Events, dispensed by time, could change a person in countless ways, and Finn slowly discerned that aspect of life whenever his mind wandered to the past, but he decided not to overthink that change of his. He focused on Lena and her dazzling smile, and let her confirm her well-being, so that he, too, could lighten up.
"How are you? Did you sleep at all?"
"I did," said Lena and shone her immaculately polished teeth at him, full of excitement, she said, "I dreamed of Kepler!"
"Did you really? Tell me about it." Finn's curiosity triumphed over the denial of his fantasy's belief that Lena's dream could have been remotely similar to his.
"It's a bit fuzzy now; the more I try to remember what the environment looked like, the less clear it becomes. But I know you were there." A wave of color flushed Finn's face. "There were no guards. No crime. No problems. Just a bunch of people. And all looked so—happy."
"Cute," Finn said, looking out the window.
"What?"
"You think Kepler is flawless; it's cute."
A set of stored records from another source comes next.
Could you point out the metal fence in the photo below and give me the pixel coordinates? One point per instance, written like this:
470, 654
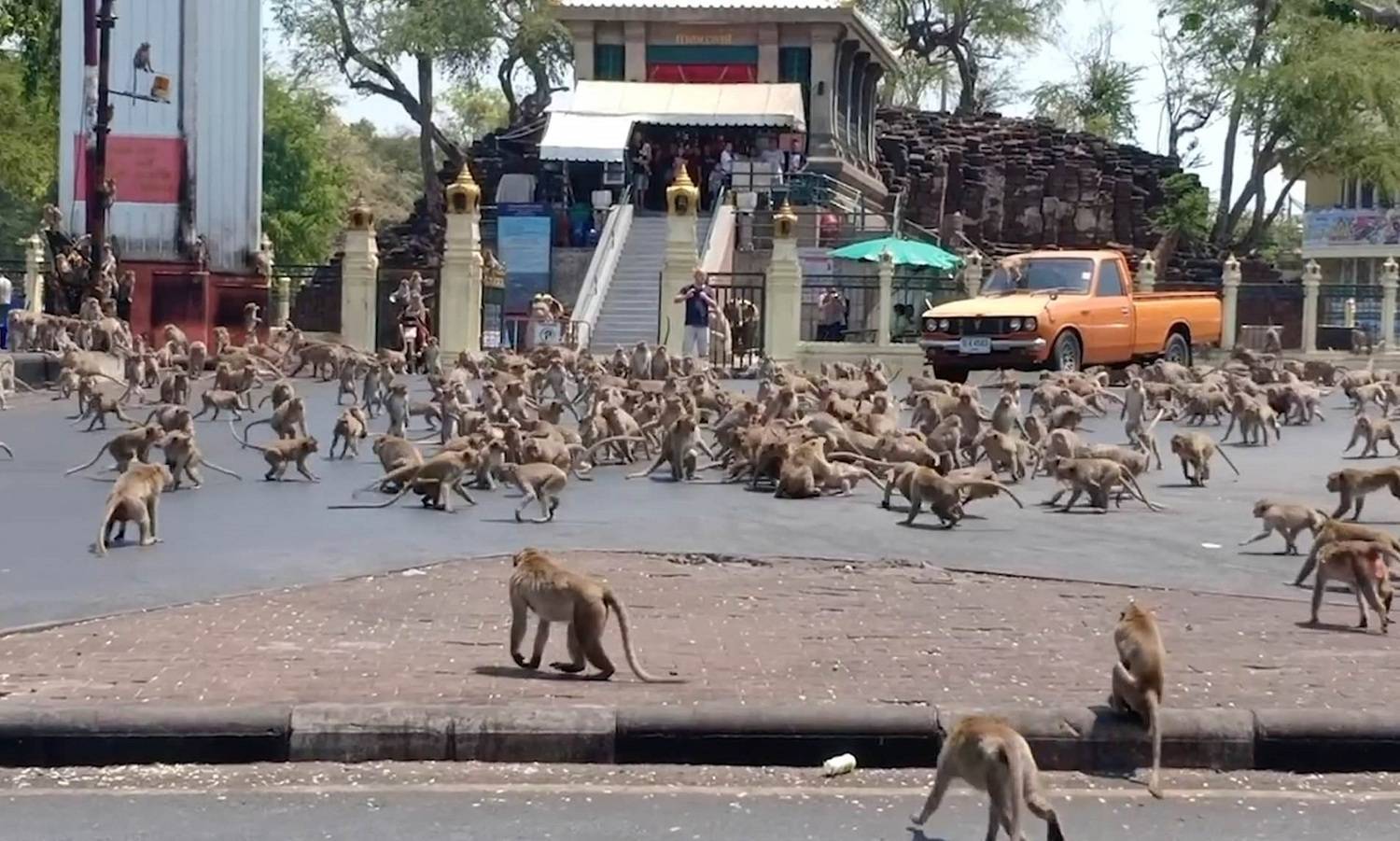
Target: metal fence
386, 311
315, 307
840, 308
741, 300
1335, 302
"No, but compared to Pluviam it's probably close to utopia. Why else would everybody wish to live there?"
"I bet Kassiopeia would give you a very slanted speech if she heard you say that."
Mentioning her name caused Finn's guts to crumple up. He arranged a crooked smile while clenching to the lachrymose image of Kassiopeia's execution in his mind, and after losing any ambition to speak at all, he was glad when Lena carried the conversation.
She did not notice the commiseration beneath Finn's guise, and determined, he kept Kassiopeia's capital punishment to himself.
"So, Finden," Lena jested and opened a tiny bag of flavored gummies, "what's your favorite thing about Kepler?"
"Where did you find those?"
"In one of the cabinets back there."
"Are you going to eat them? They must be ancient!"
"You see," she tossed a pale green gummy into the air and caught it effortlessly with her mouth as it hovered leisurely above her. While chewing the rock-hard snack, she continued saying, "all I've been eating for the past week is fish. It's time for some—" She read the back of the packaging, where a list of flavors was printed in a cramped font, "Che—Cheri—moya? Cherimoya. Whatever the hell that is."
Still chewing, she listened to Finn's detailed explanation of custard apples; a fruit brought to Kepler by their ancestors, centuries ago.
When she finally swallowed the chunk of old munch, UNA reported that preparations for a landing near Westlake had begun, and with a cheerful shriek, Lena threw the package high up to celebrate. Dozens of colored gummies now roamed through the vehicle's interior, and when the ship steadily fell into Kepler's gravity, they all clouted the wall behind them.